Nurbanu Sultan’ın isteğiyle Mimar Sinan’ın Çemberlitaş Hamamı’nı meydana inşa ettiğine dikkati çeken Sav, “Buraya inşa edilen önemli yapılardan Vezir Hanı da Köprülü ailesi tarafından kendi külliyelerine bağlı olarak 1600’lü yıllarda inşa ediliyor. Buraya damga vuran son yapımız ise Nuru Osmaniye Külliyesi. Orası da 18. yüzyılın ortalarında inşa ediliyor.” dedi. Sav, statik kaygılar sebebiyle sütuna konulan çelik kasnaklardan dolayı yapıya Çemberlitaş isminin verildiğine işaret ederek, “Osmanlı da aynı şekilde kasnakları yıprandıkça değiştirerek, sütunun günümüze kadar ulaşmasını sağlamış.” ifadesini kullandı.

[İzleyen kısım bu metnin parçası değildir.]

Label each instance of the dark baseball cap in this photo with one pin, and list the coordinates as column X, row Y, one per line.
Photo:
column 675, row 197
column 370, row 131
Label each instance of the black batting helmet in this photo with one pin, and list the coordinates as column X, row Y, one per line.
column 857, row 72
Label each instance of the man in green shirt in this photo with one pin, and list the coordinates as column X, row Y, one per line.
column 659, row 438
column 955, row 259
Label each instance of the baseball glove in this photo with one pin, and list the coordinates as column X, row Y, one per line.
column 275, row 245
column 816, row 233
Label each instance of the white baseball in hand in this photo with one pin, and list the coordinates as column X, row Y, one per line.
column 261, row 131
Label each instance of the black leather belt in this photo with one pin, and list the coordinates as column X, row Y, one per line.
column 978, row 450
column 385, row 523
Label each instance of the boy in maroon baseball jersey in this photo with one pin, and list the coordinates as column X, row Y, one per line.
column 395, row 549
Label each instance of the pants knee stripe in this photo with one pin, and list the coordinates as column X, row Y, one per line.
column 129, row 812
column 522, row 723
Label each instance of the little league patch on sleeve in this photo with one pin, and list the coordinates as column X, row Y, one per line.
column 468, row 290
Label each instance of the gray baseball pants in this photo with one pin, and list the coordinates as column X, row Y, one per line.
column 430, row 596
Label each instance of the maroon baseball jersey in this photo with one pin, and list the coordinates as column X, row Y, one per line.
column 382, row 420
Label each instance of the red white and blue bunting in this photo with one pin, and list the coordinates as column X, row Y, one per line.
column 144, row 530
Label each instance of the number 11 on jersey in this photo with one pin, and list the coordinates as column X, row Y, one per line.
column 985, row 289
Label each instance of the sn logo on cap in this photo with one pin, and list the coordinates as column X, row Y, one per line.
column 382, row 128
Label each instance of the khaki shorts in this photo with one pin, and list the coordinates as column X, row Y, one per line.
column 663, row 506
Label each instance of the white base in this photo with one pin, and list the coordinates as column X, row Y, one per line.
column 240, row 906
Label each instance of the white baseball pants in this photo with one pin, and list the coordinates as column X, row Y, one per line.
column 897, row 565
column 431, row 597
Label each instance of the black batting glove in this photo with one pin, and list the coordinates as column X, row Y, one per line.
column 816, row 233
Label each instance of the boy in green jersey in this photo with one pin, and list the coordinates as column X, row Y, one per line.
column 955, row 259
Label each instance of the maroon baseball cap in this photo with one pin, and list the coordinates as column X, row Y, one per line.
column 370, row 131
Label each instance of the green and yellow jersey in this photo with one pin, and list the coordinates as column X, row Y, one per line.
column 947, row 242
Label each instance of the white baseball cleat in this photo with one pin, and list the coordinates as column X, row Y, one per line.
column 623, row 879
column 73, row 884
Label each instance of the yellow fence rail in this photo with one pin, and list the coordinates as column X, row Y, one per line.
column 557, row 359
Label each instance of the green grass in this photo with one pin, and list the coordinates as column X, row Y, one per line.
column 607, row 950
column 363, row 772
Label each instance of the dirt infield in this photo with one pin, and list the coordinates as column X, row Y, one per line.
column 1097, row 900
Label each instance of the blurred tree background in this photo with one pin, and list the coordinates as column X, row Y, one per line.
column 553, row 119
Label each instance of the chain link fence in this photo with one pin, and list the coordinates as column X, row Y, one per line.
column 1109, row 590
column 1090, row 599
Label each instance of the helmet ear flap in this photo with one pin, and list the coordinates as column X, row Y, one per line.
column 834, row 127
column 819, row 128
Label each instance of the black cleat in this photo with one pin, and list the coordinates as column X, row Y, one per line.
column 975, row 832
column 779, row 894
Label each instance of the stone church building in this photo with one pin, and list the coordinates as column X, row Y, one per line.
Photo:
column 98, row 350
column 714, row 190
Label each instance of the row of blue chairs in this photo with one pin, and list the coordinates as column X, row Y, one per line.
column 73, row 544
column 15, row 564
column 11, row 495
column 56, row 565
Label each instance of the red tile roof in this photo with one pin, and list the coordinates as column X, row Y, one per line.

İstanbul’un, 11 Mayıs 330’da Roma İmparatorluğu’nun yeni başkenti olmasının ardından zafer kutlamalarının da Çemberlitaş meydanında yapıldığını söyleyen Sav, sözlerini şöyle sürdürdü:

“Etrafı iki katlı revaklardan oluşuyor, sütunların taşıdığı bu revakların içinde de dükkanlar var. Çünkü forumların bir özelliği de alışveriş yerleri olması. Çünkü insanlar aynı zamanda sosyalleşiyor. Burası tabii çok uzun süre kullanılıyor ve Osmanlı’da mesela öyle de bir gravür vardır ,16. yüzyılın başlarına ait olduğunu tahmin ettiğimiz. Tam bu noktada yani kuzey kesiminde sirk gösterileri yapılıyor. Yani Osmanlı döneminde de aktif kullanılan bir meydan. Etrafındaki yapılaşmalardan sonra bile burada bir meydan havası her daim olmuştur. O özelliğini hiçbir zaman kaybetmemiştir. O yüzden günümüzde de bu alanı bu şekilde değerlendirmek, belki etrafını biraz daha rehabilite ederek kullanmak çok daha güzel olur diye düşünüyorum.”

Murat Sav, Sultanahmet’e giden bugünkü tramvay yolunun ise Romalılar döneminde tören yolu, Osmanlı döneminde de divan yolu olduğunu kaydederek, Hristiyanlık öncesi, Hristiyanlık ve İslamiyet dönemlerinde törenlerin, kutlamaların farklı şekillerde bölgede her zaman devam ettiğinin altını çizdi.